When is a democratic innovation not a democratic innovation? The populist challenge in Australia

An interesting article by Lucy Parry about the Australia mini-publics in participedia:

Outside the room: the populist challenge

Remember those NIMBYs and SIFs that mini-publics aim to exclude through random selection? Their exclusion rests on the assumption that the quality and outcome of deliberation is better without those insistent voices. The aim is that through a process of deliberation, people will become ‘more public-spirited, more tolerant, more knowledgeable, more attentive to the interests of others, and more probing of their own interests’ (Warren 1992, p8). Producing deliberated public opinion involves weeding out weak and poorly informed arguments. Again, this is all very well if you are inside the room. If you’re outside the room, you may very well object.

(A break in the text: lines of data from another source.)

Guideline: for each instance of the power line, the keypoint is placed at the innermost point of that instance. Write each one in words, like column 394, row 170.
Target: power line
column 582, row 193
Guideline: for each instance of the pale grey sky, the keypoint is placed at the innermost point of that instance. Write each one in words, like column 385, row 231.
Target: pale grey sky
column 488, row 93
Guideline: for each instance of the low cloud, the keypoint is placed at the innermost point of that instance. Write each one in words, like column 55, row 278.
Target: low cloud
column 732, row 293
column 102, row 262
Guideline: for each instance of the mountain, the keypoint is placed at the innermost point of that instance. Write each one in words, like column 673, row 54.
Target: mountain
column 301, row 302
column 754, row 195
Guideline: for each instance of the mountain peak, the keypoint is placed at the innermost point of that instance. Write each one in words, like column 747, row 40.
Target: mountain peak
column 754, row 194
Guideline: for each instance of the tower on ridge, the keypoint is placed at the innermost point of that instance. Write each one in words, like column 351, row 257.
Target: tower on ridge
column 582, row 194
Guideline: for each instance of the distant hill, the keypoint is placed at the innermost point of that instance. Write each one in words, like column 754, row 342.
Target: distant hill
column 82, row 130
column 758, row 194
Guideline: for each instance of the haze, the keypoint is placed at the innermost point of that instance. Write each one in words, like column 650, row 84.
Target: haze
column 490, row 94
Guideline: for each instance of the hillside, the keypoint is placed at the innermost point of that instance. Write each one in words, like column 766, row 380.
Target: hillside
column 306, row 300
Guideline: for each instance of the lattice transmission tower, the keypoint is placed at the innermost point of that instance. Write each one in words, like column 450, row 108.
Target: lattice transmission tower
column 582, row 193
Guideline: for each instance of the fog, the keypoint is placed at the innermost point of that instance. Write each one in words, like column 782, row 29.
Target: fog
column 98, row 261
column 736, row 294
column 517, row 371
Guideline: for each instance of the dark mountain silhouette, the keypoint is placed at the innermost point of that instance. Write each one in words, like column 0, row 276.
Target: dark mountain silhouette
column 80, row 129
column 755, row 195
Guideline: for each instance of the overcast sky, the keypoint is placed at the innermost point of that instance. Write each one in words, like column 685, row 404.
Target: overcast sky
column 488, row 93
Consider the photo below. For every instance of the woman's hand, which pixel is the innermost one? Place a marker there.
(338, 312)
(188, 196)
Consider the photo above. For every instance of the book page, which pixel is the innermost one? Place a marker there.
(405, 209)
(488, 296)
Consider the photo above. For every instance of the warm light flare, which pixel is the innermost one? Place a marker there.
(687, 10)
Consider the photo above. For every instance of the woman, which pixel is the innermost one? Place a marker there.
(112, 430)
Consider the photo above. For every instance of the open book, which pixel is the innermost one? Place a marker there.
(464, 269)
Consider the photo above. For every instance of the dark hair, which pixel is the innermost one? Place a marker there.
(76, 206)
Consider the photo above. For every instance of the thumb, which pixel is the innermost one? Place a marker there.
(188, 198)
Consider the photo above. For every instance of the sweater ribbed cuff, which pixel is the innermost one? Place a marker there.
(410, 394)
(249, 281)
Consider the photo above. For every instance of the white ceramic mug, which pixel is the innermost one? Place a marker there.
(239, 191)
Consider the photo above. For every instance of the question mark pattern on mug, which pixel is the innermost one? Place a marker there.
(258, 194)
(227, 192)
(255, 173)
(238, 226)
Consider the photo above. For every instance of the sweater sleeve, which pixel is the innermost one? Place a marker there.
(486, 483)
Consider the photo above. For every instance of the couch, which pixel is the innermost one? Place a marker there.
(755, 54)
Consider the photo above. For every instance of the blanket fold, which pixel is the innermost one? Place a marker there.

And let’s face it, those objectionable voices are not going away. As Ben Moffit points out, ‘Populism, once seen as a fringe phenomenon relegated to another era or only certain parts of the world, is now a mainstay of contemporary politics across the globe’. The voices that a Citizens’ Jury wants to keep out of the room now have the room surrounded. If we continue down the mini-publics road, the very thing that allegedly legitimises mini-publics will also be its downfall. The assumptions underpinning random selection are that it is representative of the wider community; and that it facilitates better quality deliberation by bringing together everyday citizens rather than insistent voices. Whether these things are accurate or not is a moot point – what actually matters is how they are perceived by broader publics. It is sad but possibly true that for those outside the room, what goes on inside the room doesn’t matter. And I suspect that the argument that a Jury is representative and very well informed is simply not going to cut it.

Mini-publics rely on information presented by experts; populism rejects the knowledge of experts. With all the will and most independently-recruited-and-facilitated process in the world – people may just not trust it.

This is in line with the criteria for the use of sortition in politics I proposed a while ago and especially with our Two Chamber proposal (page 9):

The presentations of the experts and groups of interests have to be public in case of legislative juries, in order to provide both public information and control. This also has to ensure that ‘informed citizens’ share the same view as the citizens’ jury. That way, we avoid that decisions taken by the citizens’ jury differ from what the people think, in case they had the chance to express their view in a referendum.)